Infineon is no robot manufacturer, but the quickly expanding market for robots definitely provides an interesting opportunity for the company’s power, control and sensor products. Instead of taking the normal route of approaching robotic manufacturers to sell more components (or maybe in addition to, Infineon didn’t make that particular point clear), the company decided that the current range of off-the-shelf robot types wasn’t sufficient, and that there is a huge opportunity in the market for custom robots.

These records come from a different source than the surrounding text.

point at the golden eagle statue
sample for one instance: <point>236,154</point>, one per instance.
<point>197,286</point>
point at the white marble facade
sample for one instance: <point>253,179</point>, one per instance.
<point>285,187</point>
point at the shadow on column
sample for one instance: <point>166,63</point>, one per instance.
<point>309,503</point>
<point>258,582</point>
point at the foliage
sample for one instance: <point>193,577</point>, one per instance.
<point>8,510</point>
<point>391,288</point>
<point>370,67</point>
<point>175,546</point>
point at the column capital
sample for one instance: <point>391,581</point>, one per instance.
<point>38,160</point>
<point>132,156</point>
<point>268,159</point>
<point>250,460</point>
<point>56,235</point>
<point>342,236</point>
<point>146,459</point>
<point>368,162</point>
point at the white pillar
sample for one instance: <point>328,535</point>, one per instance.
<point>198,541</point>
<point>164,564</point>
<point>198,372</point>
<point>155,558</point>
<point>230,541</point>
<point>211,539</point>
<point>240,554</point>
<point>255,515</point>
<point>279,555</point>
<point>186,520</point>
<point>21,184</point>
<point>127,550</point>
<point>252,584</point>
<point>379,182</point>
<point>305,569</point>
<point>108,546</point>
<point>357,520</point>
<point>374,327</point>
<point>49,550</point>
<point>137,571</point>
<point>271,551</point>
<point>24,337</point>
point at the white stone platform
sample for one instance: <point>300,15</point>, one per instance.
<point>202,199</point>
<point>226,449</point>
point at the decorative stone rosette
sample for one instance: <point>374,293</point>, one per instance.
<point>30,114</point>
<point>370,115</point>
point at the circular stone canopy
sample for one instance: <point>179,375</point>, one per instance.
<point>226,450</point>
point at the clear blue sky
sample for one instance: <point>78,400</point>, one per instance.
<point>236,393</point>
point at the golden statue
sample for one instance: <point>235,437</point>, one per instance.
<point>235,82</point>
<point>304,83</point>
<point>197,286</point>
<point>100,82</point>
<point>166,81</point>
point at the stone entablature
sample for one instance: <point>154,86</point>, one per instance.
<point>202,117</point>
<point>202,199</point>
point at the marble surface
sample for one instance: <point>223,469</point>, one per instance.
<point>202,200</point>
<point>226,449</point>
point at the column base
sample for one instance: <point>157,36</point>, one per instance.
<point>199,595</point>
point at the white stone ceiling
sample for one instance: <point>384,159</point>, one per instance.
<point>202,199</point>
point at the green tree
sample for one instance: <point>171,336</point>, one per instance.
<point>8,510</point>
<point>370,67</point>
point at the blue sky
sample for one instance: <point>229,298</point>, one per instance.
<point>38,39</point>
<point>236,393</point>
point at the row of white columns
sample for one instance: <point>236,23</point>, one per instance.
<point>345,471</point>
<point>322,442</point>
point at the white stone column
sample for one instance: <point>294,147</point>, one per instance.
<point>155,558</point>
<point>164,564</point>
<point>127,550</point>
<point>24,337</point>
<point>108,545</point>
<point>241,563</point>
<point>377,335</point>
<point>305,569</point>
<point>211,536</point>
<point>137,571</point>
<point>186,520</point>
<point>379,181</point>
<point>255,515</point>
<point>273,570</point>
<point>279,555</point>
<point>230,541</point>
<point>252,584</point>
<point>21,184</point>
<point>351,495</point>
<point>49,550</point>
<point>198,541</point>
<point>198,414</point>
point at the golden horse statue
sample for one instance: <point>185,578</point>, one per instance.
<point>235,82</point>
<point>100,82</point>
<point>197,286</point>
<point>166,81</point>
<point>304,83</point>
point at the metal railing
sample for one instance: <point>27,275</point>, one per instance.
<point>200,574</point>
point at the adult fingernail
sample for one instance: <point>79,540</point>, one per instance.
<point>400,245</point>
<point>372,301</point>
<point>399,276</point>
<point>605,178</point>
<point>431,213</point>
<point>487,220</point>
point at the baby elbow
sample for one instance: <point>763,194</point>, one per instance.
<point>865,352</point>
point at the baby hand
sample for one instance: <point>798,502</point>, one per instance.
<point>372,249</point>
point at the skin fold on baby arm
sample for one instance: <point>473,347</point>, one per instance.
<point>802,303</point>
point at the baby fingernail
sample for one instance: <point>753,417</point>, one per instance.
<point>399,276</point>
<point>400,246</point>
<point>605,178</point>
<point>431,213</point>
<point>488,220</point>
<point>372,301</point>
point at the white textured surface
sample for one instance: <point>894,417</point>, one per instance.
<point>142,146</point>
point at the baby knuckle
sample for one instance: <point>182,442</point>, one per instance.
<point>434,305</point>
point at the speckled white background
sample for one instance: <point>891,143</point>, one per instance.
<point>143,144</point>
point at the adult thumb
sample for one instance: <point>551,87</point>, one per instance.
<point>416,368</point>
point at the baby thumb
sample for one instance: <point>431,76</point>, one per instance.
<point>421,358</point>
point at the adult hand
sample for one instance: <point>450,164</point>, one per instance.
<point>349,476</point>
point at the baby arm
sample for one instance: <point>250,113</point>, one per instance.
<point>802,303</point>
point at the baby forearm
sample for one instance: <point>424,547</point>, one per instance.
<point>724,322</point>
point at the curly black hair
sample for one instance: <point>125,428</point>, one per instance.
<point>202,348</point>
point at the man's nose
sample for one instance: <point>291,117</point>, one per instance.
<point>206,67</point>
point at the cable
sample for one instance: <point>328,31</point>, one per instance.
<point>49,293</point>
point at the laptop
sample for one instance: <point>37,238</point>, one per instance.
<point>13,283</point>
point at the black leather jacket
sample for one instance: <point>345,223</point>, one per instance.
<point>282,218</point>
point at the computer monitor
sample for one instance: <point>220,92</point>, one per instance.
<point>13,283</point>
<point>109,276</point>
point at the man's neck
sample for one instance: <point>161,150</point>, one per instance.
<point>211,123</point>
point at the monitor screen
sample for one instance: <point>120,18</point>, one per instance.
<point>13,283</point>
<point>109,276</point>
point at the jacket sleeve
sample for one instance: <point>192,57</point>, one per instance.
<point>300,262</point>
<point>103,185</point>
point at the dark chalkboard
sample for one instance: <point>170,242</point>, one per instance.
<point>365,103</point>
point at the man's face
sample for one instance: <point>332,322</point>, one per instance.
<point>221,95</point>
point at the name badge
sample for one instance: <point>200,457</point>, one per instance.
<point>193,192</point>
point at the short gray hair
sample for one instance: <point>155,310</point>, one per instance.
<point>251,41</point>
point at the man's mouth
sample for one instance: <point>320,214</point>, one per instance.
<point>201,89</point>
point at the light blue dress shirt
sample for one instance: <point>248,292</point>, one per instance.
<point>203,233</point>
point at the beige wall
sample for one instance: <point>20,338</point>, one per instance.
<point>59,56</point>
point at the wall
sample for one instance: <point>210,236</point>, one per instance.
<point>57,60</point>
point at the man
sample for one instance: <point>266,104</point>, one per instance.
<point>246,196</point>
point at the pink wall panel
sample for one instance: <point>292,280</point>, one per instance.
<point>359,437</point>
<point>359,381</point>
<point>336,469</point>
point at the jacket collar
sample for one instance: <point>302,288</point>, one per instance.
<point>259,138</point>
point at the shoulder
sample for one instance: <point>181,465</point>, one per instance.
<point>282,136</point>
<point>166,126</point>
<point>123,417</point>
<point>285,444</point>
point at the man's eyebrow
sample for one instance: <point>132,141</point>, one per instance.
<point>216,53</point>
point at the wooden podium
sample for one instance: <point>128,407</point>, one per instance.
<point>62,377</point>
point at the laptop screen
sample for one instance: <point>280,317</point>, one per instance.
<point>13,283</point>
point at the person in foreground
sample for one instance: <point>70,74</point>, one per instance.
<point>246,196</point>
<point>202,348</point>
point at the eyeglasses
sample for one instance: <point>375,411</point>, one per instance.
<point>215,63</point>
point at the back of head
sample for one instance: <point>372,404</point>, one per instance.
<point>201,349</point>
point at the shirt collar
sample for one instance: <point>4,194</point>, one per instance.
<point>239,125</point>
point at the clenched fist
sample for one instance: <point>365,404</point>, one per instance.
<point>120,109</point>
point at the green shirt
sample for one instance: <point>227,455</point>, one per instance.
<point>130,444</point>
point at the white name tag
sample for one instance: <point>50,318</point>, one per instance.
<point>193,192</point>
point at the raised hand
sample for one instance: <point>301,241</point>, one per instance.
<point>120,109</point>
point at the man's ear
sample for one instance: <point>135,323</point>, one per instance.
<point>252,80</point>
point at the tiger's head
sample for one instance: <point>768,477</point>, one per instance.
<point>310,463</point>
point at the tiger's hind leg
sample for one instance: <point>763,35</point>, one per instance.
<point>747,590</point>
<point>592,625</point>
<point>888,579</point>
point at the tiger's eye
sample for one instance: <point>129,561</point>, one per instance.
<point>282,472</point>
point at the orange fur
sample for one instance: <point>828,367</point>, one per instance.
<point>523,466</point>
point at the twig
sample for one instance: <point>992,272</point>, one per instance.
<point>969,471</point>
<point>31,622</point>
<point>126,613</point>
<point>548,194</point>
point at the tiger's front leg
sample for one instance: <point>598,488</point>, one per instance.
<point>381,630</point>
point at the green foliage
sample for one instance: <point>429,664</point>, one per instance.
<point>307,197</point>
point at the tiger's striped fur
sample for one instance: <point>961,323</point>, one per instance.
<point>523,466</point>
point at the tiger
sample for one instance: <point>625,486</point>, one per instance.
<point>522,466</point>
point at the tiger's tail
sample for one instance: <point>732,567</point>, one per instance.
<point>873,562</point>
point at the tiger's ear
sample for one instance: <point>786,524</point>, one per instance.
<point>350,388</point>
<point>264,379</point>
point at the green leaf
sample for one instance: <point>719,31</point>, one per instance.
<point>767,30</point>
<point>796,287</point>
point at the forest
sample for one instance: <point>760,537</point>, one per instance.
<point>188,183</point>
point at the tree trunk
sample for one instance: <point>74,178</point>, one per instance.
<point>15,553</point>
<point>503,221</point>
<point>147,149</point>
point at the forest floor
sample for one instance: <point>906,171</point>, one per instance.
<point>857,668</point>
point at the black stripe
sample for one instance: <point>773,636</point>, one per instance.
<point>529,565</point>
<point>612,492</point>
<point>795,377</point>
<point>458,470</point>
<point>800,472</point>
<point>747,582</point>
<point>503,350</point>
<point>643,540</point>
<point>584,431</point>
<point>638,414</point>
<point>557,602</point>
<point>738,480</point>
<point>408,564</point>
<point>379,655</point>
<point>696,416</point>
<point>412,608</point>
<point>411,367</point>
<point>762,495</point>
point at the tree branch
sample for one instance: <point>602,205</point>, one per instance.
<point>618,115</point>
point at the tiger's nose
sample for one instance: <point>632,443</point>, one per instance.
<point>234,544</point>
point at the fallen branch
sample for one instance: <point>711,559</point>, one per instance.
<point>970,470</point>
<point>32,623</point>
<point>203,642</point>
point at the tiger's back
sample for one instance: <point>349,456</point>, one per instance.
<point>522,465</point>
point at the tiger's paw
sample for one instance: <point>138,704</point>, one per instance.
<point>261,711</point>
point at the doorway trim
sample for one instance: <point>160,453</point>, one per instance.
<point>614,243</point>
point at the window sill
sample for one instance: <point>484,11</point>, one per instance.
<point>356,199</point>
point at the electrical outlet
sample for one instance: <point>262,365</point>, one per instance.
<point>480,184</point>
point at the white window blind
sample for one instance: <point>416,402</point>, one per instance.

Infineon is now working on both the hardware components and the support network to provide customers with the building blocks to manufacture their own robots that are dedicated to the needs of each individual task, which is a refreshing change from making the task suit the robot’s capabilities. At the Infineon stand, the company showed off one of the first of these robotic prototypes, which was build by Kewazo, a spin-off from the Technical University of Munich. Infineon and Kewazo have worked together to build a scaffold toting robot that could help reduce the manpower required to move around the scaffolding during the building phase. The prototype was at quite an early stage of development, but it was a new concept that was quite different from everything else at the exhibition. The final stage of the concept is to provide the tools to non-specialised engineering staff to build robots to their own needs.
It is an interesting take on the market, and one that I look forward to writing more about in February and the future.